Je suis sur une
pente descendante et savonneuse, et je sens que
je vais bientôt me casser la gueule. Plus
les jours passent et plus je perds l'équilibre,
et plus la chute sera dure. Je croyais pourtant
que cette fois-ci c'était la bonne, que
plus rien ne me ferait mal, que malgré
mes dix-huit ans à peine sonnés
j'avais déjà fait le tour. Mais
non, il y a toujours de nouvelles choses qui arrivent
et qui me cassent en deux.
Je le sais bien que je devrais être heureuse,
que je ne suis pas à plaindre. Que je devrais
prendre une chanson triste et la rendre joyeuse.

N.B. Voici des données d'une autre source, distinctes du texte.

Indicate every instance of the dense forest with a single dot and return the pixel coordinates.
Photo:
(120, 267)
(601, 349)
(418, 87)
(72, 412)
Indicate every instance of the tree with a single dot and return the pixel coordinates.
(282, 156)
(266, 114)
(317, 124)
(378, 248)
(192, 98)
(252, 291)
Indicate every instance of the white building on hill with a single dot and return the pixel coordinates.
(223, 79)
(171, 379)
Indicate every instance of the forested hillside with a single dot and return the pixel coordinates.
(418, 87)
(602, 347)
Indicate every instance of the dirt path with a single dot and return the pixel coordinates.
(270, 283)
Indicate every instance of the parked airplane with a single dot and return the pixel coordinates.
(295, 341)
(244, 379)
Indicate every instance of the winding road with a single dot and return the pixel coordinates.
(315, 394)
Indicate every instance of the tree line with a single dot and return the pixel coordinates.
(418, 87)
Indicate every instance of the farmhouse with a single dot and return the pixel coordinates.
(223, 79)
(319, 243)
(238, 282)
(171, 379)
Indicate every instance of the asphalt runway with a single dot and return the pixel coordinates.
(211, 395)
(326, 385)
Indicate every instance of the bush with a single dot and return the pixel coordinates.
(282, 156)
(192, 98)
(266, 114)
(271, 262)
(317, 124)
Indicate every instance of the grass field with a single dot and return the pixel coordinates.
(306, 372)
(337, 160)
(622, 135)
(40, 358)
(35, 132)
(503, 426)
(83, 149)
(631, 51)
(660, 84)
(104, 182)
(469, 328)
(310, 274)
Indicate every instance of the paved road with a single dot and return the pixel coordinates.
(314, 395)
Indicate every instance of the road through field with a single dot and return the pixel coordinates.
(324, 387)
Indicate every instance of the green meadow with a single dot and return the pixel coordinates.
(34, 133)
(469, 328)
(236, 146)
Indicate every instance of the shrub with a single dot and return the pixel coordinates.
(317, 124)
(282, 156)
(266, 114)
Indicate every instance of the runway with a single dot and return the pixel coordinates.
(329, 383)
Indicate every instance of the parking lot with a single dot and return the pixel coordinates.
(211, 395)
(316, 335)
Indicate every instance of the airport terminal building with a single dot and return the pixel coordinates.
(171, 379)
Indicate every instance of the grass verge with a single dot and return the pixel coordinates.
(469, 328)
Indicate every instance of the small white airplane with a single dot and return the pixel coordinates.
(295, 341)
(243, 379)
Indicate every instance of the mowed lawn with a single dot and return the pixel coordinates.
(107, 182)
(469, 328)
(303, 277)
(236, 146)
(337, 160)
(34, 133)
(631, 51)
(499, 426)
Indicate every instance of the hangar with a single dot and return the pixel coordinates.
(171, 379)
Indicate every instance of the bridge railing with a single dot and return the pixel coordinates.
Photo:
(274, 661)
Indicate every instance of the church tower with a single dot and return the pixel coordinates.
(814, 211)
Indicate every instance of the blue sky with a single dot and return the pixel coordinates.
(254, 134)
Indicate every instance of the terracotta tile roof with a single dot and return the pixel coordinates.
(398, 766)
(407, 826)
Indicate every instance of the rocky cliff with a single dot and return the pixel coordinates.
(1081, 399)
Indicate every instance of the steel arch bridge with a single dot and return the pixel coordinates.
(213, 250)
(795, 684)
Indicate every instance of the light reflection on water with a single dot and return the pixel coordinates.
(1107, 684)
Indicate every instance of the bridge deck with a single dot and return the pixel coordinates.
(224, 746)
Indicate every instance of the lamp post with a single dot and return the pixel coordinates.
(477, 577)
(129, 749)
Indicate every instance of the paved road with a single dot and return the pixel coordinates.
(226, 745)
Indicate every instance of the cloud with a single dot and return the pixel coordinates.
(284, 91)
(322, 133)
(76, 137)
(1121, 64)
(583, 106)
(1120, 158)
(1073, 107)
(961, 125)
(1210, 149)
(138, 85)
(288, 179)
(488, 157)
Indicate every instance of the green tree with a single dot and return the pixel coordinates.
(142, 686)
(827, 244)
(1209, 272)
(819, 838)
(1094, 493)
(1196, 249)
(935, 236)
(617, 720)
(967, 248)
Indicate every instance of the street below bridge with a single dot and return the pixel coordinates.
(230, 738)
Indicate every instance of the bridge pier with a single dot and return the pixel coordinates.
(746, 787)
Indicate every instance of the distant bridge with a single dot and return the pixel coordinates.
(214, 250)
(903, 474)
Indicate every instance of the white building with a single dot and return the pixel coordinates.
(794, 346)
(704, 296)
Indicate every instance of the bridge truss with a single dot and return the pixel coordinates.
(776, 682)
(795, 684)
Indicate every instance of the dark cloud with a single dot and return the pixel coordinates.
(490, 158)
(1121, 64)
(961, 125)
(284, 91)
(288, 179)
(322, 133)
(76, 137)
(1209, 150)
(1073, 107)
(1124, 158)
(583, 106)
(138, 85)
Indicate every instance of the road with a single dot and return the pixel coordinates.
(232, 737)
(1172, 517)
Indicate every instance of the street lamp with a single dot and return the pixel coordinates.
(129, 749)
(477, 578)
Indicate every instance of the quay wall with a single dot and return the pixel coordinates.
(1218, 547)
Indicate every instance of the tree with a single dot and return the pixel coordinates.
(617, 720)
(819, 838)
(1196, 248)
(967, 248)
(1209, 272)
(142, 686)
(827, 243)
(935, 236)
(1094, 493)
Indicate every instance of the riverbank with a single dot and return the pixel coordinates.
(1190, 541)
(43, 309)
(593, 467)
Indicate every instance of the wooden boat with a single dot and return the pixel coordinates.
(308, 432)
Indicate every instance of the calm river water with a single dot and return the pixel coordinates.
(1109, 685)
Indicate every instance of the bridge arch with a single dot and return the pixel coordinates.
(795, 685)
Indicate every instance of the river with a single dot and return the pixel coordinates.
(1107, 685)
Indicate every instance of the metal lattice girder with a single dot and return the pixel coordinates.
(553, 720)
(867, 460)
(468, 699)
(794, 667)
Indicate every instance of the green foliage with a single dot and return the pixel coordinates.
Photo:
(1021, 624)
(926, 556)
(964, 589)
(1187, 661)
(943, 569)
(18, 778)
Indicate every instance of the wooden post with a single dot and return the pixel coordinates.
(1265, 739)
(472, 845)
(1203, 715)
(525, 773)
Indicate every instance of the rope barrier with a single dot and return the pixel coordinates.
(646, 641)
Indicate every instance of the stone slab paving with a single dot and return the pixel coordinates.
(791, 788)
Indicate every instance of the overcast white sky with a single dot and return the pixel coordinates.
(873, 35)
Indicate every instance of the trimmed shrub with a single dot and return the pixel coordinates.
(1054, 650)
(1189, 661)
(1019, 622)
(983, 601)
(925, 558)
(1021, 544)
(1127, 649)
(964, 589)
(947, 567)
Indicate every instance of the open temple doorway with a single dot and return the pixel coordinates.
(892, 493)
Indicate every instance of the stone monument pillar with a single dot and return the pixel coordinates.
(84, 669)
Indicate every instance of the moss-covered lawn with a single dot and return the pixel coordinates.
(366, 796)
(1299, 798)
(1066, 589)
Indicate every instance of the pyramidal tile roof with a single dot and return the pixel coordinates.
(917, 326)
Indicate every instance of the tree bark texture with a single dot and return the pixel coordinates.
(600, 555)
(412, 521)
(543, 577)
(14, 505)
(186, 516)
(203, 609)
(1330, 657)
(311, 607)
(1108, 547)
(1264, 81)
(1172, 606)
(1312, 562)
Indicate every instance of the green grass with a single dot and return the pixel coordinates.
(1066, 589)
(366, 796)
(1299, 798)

Mais là j'aurais plutôt tendance
à prendre une chanson joyeuse et à
la recouvrir de toute ma haine et de mes deux
cents tonnes de peine. Car elle ne m'a jamais
quittée ma peine, je la traînais
avec moi à La Rochelle, je suis montée
à Paris avec, et je n'en ai rien perdu
en chemin.
A trois semaines du bac, mon activité de
lycéenne tend vers zéro. J'ai beau
faire de gros efforts, je ne parviens pas à
trouver la concentration ni la motivation. Je
revois ma vieille folle de prof de maths qui nous
disait qu'il fallait travailler, travailler, et
encore travailler. Qu'elle ne faisait que poser
des jalons, que nous le soir on devait revenir
dessus, fouiller, chercher, explorer, étudier
Mais les journées ne font que vingt-quatre
heures que je sache ! Alors si par le plus absolu
des hasards ma prof me lit, je ne lui dirai que
ceci : " Madame, si vous avez un orgasme
quand vous résolvez une équation,
tant mieux pour vous. Moi je ne peux pas, je suis
dans une ville où il y a trop de jolies
choses à découvrir, trop de gens
biens à rencontrer, trop de belles chansons
à composer. Je me fous de mon avenir, de
ma réussite sociale et de mon porte-monnaie.
Je suis une enfant gâtée, peut-être,
mais sachez que vos équations n'ont jamais
rien résolu ". C'est vrai quoi
c'est pas ma faute si les pensées qui m'obsèdent
m'empêchent de me concentrer
Cette nuit je n'ai pas fermé l'il,
ou alors pas beaucoup. Et surtout j'ai fait un
rêve étrange, dedans il y avait une
fille que je n'ai pas vue depuis le collège.
Je n'ai pourtant pas pensé à elle
ces derniers jours
C'est peut-être
en rapport avec ce que je ressens en ce moment.
Cette fille m'attirait et me fascinait. N'empêche
que c'est pas une raison pour venir hanter mes
rêves !
Après je me sentais mal. Il m'a fallu cinq
bonnes minutes avant de comprendre que j'avais
rêvé. Je ne savais plus du tout où
j'étais ni quel âge j'avais. Je me
suis assise pour reprendre un peu mes esprits.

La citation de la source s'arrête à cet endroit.